In respect of whatever media and materialities are used, the designer should be aware that they bring with them a certain ‘preparedness’ or ‘delimitedness’ as forms of ‘apparatus’. Being aware of those technical characteristics as delimitations, the designer should be more able to configure their narrative environment so as to use their potential in a cultural or ‘public’ context, as forms of civic, public education or information.

Notes

[1] These three axes may be fruitfully articulated with those of Greimas in his actantial model, characterised as knowledge, power and desire, in order to relate narrative theory to a Foucauldian political theory.

Sources

Agamben, G. (2009). What is an apparatus, In What is an apparatus? and other essays, Stanford, CA: Stanford University Press.

Bertolt Brecht, “The Radio as an Apparatus of Communication,” in Brecht on Theatre: The Development of an Aesthetic, ed. and trans. John Willett (New York: Hill and Wang, 1964),51-52.

Deleuze, G. (1992). What is a dispositif? In: Michel Foucault, Philosopher: essays translated from the French and German by Timothy J. Armstrong. New York, NY: Routledge, 159–168.

Deleuze, G. and Guattari, F. (1987). A Thousand plateaus: capitalism and schizophrenia. Minneapolis, MN: University of Minnesota Press.

Foucault, M. (1980) “The Confession of the Flesh” [Interview, 1977], In Power/Knowledge: Selected Interviews and Other Writings, edited by Colin Gordon. New York, NY: Pantheon Books, pp. 194-228.

Foucault, M. (1984). What is Enlightenment? In: The Foucault Reader, edited by Paul Rabinow. New York, NY: Pantheon Books, 32–50.

Frost, T. (2015). The Dispositif between Foucault and Agamben. Law, Culture and the Humanities, 15 (1), 151–171. Available from http://lch.sagepub.com/cgi/doi/10.1177/1743872115571697 [Accessed 12 February 2019].

McHoul, A. (2009) Discourse, Foucauldian approach, In Concise encyclopedia of pragmatics, 2nd ed., edited by Jacob L. Mey. London: Elsevier.

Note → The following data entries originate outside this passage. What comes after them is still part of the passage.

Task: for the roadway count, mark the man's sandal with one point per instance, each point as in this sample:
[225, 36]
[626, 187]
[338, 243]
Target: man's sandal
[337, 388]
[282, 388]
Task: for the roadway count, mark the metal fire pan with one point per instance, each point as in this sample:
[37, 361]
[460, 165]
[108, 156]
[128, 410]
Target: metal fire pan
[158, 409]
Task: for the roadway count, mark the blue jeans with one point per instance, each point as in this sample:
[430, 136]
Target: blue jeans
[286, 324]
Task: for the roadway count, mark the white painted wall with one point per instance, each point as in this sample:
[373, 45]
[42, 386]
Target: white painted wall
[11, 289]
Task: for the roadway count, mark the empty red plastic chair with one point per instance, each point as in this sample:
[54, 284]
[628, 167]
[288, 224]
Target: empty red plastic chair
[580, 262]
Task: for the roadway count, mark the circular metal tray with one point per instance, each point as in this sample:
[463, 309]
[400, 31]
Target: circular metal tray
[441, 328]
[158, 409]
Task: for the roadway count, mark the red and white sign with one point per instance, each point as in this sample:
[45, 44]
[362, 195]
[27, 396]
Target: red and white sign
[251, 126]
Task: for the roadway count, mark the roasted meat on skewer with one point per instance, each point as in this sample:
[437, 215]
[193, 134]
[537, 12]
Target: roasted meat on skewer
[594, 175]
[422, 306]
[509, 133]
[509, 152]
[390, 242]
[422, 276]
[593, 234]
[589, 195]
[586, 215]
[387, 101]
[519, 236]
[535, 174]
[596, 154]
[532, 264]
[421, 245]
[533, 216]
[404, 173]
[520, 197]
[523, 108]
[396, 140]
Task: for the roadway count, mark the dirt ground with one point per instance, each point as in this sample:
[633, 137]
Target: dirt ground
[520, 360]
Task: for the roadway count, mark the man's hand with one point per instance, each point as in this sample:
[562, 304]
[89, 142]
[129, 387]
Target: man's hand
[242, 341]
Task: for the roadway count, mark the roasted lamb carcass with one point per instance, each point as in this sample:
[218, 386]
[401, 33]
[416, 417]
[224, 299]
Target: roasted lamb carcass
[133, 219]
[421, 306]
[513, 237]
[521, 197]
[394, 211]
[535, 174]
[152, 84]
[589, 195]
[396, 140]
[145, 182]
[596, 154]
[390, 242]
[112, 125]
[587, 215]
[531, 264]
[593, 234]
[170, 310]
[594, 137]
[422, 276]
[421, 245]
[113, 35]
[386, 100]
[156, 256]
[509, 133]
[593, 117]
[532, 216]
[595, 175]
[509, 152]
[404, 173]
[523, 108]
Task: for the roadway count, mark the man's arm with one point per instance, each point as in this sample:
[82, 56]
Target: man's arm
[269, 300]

Radomska, M. (2010). Towards a posthuman collective: ontology, epistemology and ethics. Praktyka Teoretyczna, (1), pp.93–115. Available at: https://www.academia.edu/513218/Towards_a_Posthuman_Collective_Ontology_Epistemology_and_Ethics

van der Meulen, S. (2010) ‘Between Benjamin and McLuhan: Vilem Flusser’s Media Theory’, New German Critique, 37(2), pp. 180–207. doi: 10.1215/0094033X-2010-010.